Photo Credit: Glen Tepke
http://www.pbase.com/gtepke/
SCIENTIFIC NAME:
Anas cyanoptera
OTHER NAMES:
Sarcelle cannelle, cerceta castana, pato colorado.
STATUS:
Accidental.
DESCRIPTION:
Cinnamon teal are members of the “blue-winged” group of dabbling ducks, which includes blue-winged teal (A. discors), northern shoveler (A. clypeata), Cape shoveler (A. smithii), red shoveler (A. platalea), New Zealand shoveler (A. rhynchotis), and garganey (A. querquedula). There are five subspecies of cinnamon teal distributed across North, Central, and South America, with only one subspecies, the northern cinnamon teal (A. c. septentrionalium). Adult male cinnamon teal have a cinnamon-red head, neck, breast, and belly. They have an iridescent green speculum, separated from a bluish shoulder patch by a white stripe. The back, rump, upper tail coverts, and tail are dull brown and the under tail coverts are black. Males have a distinctive red eye, a black bill, yellow legs, and yellow feet. Females have a light brown head and neck, gray bill, and brown eyes. They have a brown breast and sides streaked with darker V-shaped spots. Their upper body parts are brown and their bellies are white. Juveniles are similar in appearance to adult females, having green speculums with white leading edges and pale blue upper secondary coverts.
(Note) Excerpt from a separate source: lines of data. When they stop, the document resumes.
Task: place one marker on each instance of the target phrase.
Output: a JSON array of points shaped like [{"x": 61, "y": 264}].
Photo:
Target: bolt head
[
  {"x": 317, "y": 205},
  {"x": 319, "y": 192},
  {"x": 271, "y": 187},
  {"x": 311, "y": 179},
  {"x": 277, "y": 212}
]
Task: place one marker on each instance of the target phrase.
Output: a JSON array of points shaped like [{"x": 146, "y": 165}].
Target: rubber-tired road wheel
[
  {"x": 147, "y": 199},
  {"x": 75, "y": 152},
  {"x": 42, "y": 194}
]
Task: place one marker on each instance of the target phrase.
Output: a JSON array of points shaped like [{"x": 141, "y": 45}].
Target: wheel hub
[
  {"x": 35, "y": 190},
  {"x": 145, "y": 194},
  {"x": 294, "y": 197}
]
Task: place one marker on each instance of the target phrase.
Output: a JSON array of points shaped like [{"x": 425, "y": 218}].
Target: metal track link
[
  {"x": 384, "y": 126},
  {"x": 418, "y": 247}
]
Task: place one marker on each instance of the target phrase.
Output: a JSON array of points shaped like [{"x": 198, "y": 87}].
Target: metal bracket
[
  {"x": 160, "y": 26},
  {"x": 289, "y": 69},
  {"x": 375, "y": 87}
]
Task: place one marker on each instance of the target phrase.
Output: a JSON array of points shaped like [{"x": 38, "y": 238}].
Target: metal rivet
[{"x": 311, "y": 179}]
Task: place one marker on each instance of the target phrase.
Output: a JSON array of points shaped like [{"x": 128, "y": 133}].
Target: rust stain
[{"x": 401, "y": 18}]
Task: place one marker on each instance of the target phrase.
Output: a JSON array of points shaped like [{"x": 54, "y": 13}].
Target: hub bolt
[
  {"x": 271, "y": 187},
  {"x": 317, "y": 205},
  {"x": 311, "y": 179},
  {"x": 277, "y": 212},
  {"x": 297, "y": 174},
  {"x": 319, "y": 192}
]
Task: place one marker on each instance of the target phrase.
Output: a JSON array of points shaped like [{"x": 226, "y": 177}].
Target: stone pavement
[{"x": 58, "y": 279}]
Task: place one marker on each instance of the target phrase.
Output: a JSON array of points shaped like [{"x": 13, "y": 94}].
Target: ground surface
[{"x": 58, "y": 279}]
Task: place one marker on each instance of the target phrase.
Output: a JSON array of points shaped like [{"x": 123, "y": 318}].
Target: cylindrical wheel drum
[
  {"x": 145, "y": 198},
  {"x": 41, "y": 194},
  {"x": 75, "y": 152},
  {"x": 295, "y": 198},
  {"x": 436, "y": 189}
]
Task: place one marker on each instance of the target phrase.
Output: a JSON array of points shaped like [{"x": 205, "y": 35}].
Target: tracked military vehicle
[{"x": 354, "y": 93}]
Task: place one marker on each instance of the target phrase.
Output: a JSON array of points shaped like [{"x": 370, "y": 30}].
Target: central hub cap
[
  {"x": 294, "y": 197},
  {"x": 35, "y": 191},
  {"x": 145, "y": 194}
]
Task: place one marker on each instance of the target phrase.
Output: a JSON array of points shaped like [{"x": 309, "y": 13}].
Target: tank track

Males give a thin whistled "peep" or "peer”. Females have an infrequent quack similar to that of female northern shovelers, a weak “gack-gack-ga-ga”. Cinnamon teal are small, with an average length of 14-17 inches, an average wingspan of about 25 inches, and a body weight of approximately 12-14 ounces, being found primarily in North America.
DISTRIBUTION:
The majority of cinnamon teal breed in the western U.S. near the Great Salt Lake, Malheur Basin, San Luis Valley, and Cariboo-Chilcotin parklands, with some breeding also occurring in southern British Columbia, southern Alberta, southwestern Saskatchewan, southern and western Idaho, Montana, Wyoming, northern Arizona, most of New Mexico, and northwestern Texas. Unlike most North American dabbling ducks, cinnamon teal rarely breed in the midcontinent prairie-parkland region. The majority of cinnamon teal winter in Mexico and Central America, but large concentrations can also be found in the San Joaquin Valley of California. Cinnamon teal occasionally are seen in the midwestern and eastern U.S., usually in association with flocks of blue-winged teal.
HABITAT:
Cinnamon teal prefer shallow ponds, marshes, and lakes with alkaline water, bordered by low herbaceous growth. They appear to prefer basins with well-developed stands of emergent vegetation.
FEEDING HABITS:
Cinnamon teal are omnivorous, dabbling ducks. They feed on aquatic plants in shallow water areas, especially rush seeds, pondweed seeds and leaves, and salt grass seeds. They also feed on animal food, especially aquatic insects and mollusks.
LIFE HISTORY AND ECOLOGY:
Mating pair bonds are renewed each season while on the wintering grounds. Males typically abandon their mates by the third week of incubation. Mating and nesting occurs from mid-spring through mid-summer. The cinnamon teal hen constructs a half-moon shaped nest out of plant stems and dead grass. Nests are sometimes built underneath dead reeds and plant stems. This conceals the nests from the sides and from above. Hens enter the covered nests through a tunnel in the plant material. Nests often are located in grassy areas and island nesting is common. Female cinnamon teal lay one clutch of eggs annually, with an average of eight to ten off-white to pale buffy eggs per clutch. Incubation lasts twenty-one to twenty-five days. Newly hatched ducklings are covered with down, leave the nest within 24 hours of hatching, and travel with the hen to a nearby water source. The ducklings are able to feed themselves from the first day they hatch, but remain under the care of the hen until fledging at approximately seven weeks old. The eyes of the young drakes become red at eight weeks of age. Sexual maturity is reached after one year. Cinnamon teal migrate early in the fall and as a result, are not heavily harvested by hunters in the U.S. and Canada.
REFERENCES:
Cadwell, M. 2002. Anas cyanoptera. Animal Diversity Web. http://animaldiversity.ummz.umich.edu/site/accounts/information/Anas_cyanoptera.html.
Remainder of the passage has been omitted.